This one's a Must-see!

This one’s a Must-see!

Discomforting, yet hypnotizingly weird.

Discomforting, yet hypnotizingly weird.

Tickled (described as a “fetish documentary that’s no laughing matter”) may be one of the strangest and most intriguing documentaries of this decade. A series of Internet videos that showcase a sport known as “Competitive Endurance Tickling” (I’m sure you’re all picturing it correctly based on the name so I’ll be loose on the details) is baffling enough as it is. But once you try to make contact with this bemusing pocket dimension of sports and entertainment, horrible revelations are made and your reputation is endangered. And yes, that last one goes beyond trying to explain your web browser history to your girlfriend afterwards.

Competitive Endurance Tickling.

Competitive Endurance Tickling.

It all begins when a New Zealand filmmaker named David Farrier comes across the aforementioned tickling videos and finds a connection to the Facebook page of “Jane O’Brein Media”. Understandably confused but also curious, Farrier sends a message to the Facebook page, hoping to schedule an interview with the people behind the phenomenon. He explains to the viewer that he specializes in documentaries about all things strange in this world, and with this find, he knew that he had found his next story.

The responses he receives, however, are unexpected. The Jane O’Brein page admins, including one who’s supposedly Jane herself, repeatedly email Farrier (after already having turned his offers down) about how Competitive Tickling is an exclusively heterosexual activity and that they want no association with a famously homosexual journalist (I ponder as to how they must feel now that their story has been successfully exposed not only by a gay director but also associate producer Stephen Fry). Their messages are outright hostile, even going so far so to calling him “a gay kiwi” and a faggot. “It was hard to take the insults seriously, given what Jane was producing,” Farrier rightly remarks, “If anything, it made me more curious than ever.”
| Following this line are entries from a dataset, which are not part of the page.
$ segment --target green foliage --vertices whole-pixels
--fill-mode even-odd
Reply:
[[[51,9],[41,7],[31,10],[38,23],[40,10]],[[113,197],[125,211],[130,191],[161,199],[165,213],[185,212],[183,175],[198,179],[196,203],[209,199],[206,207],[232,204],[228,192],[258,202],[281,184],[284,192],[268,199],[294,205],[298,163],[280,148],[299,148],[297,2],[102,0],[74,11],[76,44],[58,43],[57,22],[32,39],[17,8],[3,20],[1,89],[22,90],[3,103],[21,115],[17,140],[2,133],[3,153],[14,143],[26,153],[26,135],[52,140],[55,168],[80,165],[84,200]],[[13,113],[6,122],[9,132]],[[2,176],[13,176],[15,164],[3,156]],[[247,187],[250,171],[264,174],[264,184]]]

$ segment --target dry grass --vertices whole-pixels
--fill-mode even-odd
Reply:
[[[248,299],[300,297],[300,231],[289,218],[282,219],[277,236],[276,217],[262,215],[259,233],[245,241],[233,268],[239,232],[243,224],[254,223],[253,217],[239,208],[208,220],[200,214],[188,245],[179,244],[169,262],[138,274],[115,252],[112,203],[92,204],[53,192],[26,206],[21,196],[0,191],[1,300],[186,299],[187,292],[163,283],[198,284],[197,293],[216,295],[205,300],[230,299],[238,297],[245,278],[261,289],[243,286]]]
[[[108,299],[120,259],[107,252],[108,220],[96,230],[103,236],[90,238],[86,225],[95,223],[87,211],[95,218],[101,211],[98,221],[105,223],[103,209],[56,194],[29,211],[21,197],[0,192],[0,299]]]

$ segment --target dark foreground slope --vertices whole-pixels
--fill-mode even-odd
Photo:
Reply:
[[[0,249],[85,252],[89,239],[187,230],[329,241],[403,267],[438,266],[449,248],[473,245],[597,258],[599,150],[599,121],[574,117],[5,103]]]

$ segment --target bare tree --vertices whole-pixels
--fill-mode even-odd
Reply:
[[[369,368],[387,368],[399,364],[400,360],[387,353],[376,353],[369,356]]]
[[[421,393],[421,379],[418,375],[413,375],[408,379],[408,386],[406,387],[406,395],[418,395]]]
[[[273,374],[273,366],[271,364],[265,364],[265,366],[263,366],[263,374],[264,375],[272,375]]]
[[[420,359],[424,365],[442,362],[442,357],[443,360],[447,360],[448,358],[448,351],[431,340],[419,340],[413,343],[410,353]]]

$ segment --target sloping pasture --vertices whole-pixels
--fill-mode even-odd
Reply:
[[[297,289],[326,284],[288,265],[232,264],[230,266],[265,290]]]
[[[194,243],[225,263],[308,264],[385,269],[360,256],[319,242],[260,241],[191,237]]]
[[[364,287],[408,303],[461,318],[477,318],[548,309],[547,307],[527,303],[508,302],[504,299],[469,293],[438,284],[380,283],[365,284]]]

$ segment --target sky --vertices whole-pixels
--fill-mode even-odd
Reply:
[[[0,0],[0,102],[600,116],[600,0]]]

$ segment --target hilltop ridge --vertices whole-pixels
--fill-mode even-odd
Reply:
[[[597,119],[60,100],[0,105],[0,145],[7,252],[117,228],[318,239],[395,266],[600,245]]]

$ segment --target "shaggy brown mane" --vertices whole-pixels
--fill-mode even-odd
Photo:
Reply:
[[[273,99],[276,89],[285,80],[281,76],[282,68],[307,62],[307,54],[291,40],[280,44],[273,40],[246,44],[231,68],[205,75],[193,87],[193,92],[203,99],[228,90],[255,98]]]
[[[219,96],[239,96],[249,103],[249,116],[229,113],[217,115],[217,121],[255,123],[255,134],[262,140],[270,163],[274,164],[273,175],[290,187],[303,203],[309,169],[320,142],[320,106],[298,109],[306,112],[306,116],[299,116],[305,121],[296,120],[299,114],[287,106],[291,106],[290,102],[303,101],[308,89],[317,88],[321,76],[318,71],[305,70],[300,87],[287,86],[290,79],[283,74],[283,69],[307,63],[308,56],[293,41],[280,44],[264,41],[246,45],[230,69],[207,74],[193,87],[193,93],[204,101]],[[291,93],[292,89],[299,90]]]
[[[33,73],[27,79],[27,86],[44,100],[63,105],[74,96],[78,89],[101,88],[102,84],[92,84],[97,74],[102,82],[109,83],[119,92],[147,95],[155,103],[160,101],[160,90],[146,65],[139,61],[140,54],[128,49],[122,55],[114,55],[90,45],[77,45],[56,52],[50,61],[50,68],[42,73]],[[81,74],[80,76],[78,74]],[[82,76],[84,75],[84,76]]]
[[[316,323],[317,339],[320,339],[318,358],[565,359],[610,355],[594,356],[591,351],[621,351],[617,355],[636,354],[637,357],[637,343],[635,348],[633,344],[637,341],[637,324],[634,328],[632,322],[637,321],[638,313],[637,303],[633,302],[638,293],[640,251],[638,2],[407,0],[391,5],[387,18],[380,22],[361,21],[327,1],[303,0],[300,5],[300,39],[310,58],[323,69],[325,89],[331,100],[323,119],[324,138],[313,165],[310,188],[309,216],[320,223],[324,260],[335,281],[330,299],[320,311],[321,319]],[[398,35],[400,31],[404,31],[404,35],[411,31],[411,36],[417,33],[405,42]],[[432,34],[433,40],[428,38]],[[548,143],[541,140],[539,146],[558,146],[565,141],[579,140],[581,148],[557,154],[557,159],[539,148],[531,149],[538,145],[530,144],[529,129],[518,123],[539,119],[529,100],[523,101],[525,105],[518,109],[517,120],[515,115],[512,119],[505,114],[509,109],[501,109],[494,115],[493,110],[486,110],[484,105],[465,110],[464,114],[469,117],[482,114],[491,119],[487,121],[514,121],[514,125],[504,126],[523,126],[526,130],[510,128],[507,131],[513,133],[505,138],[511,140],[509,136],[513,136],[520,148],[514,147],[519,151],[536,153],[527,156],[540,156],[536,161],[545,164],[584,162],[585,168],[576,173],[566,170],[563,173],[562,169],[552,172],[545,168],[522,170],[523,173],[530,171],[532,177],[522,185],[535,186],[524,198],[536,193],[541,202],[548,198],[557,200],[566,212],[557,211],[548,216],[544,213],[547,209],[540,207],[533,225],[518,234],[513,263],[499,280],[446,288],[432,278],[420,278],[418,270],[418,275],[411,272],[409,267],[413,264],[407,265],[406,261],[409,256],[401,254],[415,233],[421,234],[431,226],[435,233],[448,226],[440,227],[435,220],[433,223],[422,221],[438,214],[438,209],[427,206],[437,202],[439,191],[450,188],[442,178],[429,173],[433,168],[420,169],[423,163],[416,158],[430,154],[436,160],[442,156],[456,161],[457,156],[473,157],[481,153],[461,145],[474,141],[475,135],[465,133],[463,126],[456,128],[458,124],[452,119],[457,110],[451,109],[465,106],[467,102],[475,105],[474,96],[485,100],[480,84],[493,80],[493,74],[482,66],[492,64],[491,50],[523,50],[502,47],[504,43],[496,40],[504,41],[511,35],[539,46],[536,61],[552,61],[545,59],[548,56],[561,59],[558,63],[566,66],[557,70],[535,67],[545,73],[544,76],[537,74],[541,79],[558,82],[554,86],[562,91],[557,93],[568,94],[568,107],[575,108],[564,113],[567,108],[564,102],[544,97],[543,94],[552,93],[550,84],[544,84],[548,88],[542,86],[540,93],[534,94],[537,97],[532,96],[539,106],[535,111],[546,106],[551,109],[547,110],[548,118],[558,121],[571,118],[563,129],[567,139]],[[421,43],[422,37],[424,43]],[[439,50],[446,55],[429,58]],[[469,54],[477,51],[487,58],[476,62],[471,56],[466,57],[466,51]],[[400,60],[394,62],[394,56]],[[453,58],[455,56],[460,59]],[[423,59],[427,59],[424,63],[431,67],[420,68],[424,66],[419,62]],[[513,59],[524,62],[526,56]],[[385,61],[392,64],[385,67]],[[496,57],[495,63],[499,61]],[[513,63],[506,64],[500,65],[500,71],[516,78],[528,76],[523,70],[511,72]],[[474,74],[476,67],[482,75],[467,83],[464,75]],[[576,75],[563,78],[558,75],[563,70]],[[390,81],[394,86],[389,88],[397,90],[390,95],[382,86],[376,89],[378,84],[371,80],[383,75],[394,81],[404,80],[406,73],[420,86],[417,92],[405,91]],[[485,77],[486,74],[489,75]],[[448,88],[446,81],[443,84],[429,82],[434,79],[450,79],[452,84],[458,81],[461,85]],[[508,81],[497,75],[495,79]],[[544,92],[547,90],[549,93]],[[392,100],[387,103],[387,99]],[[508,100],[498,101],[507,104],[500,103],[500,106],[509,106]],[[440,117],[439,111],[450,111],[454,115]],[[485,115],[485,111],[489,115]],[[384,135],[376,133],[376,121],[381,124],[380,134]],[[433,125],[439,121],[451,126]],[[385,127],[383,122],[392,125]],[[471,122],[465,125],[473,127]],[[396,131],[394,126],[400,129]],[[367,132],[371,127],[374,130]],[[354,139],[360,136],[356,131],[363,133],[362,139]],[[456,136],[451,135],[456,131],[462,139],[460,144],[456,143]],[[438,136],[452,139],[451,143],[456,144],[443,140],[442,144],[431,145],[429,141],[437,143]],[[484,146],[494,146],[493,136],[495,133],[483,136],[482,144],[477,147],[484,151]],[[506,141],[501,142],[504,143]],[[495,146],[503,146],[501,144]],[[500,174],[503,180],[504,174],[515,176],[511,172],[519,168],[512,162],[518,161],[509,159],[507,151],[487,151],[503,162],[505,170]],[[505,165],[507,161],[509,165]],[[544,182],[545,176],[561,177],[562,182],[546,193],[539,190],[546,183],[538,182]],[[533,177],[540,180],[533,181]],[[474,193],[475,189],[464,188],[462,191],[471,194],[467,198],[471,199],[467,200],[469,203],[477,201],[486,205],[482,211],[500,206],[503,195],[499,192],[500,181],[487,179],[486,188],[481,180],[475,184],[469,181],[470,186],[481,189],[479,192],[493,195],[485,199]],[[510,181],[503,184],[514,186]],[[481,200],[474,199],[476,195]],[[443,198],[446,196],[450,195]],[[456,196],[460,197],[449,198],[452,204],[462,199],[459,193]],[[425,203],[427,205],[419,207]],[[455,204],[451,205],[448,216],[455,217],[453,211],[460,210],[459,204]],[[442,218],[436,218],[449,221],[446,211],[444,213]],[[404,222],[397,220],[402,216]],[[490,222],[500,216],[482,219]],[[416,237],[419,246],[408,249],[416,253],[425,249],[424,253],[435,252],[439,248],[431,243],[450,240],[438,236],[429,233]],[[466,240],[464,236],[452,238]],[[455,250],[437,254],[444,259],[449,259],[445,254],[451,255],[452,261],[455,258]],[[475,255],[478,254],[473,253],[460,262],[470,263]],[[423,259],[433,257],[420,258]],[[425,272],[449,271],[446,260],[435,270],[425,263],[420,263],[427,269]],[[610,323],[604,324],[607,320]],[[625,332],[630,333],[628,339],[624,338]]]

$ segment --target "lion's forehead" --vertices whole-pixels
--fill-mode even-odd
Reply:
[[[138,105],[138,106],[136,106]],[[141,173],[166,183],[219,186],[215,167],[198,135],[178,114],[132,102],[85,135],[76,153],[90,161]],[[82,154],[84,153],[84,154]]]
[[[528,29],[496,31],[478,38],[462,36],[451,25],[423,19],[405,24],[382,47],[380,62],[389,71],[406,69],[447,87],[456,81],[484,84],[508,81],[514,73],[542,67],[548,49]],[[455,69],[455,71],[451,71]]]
When then see how Farrier’s further investigation and subsequent social media attention caused the “Tickling” fad to enter the limelight, inspiring Farrier to start working on a documentary film with his detective partner and fellow filmmaker Dylan Reeve. It is by this points that he begins receiving bizarre threats of legal action all the way from New York (at one point he meets with American lawyers who do not under any circumstances want to be filmed but also don’t seem sure of who they’re working for) and Jane O’Brein Media starts trying to bully him into silence. His ambition remains, however, and the deeper he digs into this absurd “sport”, the true origins of it, and what the production companies behind the tickling videos truly did to most of their recruits/subjects (including leaked personal info and lies about sexual depravity, all for something the accusers themselves directed and recorded), the more unpleasant it all looks.

ticklersOn top of its achievements in cinematography and editing (especially innovative was the makeshift hidden camera Farrier had to construct out of a coffee mug when meeting with one of the shady lawyers a second time), Tickled is fascinating, amusing, shocking, and infuriating. You may laugh at how weird and borderline cringe-worthy some of the featured videos are, you will be fascinated at how hellbent their producers seem on keeping the subject matter under wraps from the general public, and you will probably also be a little bit frustrated once we start learning what sort of people run the operations and what their worldviews and motivations are.

The film is presented in the Participatory Mode of documentary filmmaking (as described by film theoretician Bill Nichols), where the filmmakers themselves feature in the movie and the audience gets to observe them as they perform their interviews and, in this case, handle their sinister opposition. It’s an appropriate form of presentation since the obstacles and the attacks they faced turned into such a major part of the story. A film that simply told us the facts via Voice of God would not have been as good.

Even after the movie had a screening at Sundance Film Festival back in March, things were dramatic behind-the-scenes. David D’Amato, a big shot in the tickling video industry with a less than spotless crime sheet, filed a lawsuit against Farrier for spreading misinformation about him through his documentary. The way I see it, I don’t know that there’s a lot in Tickled that can be misinterpreted or taken the wrong way.

Tickled has been lauded worldwide as a courageous achievement in journalism and meaningful to free speech, but also important in what unsettling truths it uncovers. The fact that this has supposedly been going on for several decades and still passed under the radar of just about everyone is about as disconcerting as the content of the videos themselves, and I’m grateful that we got to see this dark subculture for what it is. Any time free speech and true journalism wins the day, I feel like the world is a marginally better place.

Then I remember that freedom of expression also allows for a fair share of bullshit “journalism” that people WANT to believe in regardless of the facts, and that that’s why we get documentaries like Vaxxed. Why didn’t the makers of that movie receive a bunch of threats again? This may be a shot in the dark, but could it be because they weren’t actually uncovering anything and that there’s nothing to expose when there’s nothing to hide? I guess we may never know.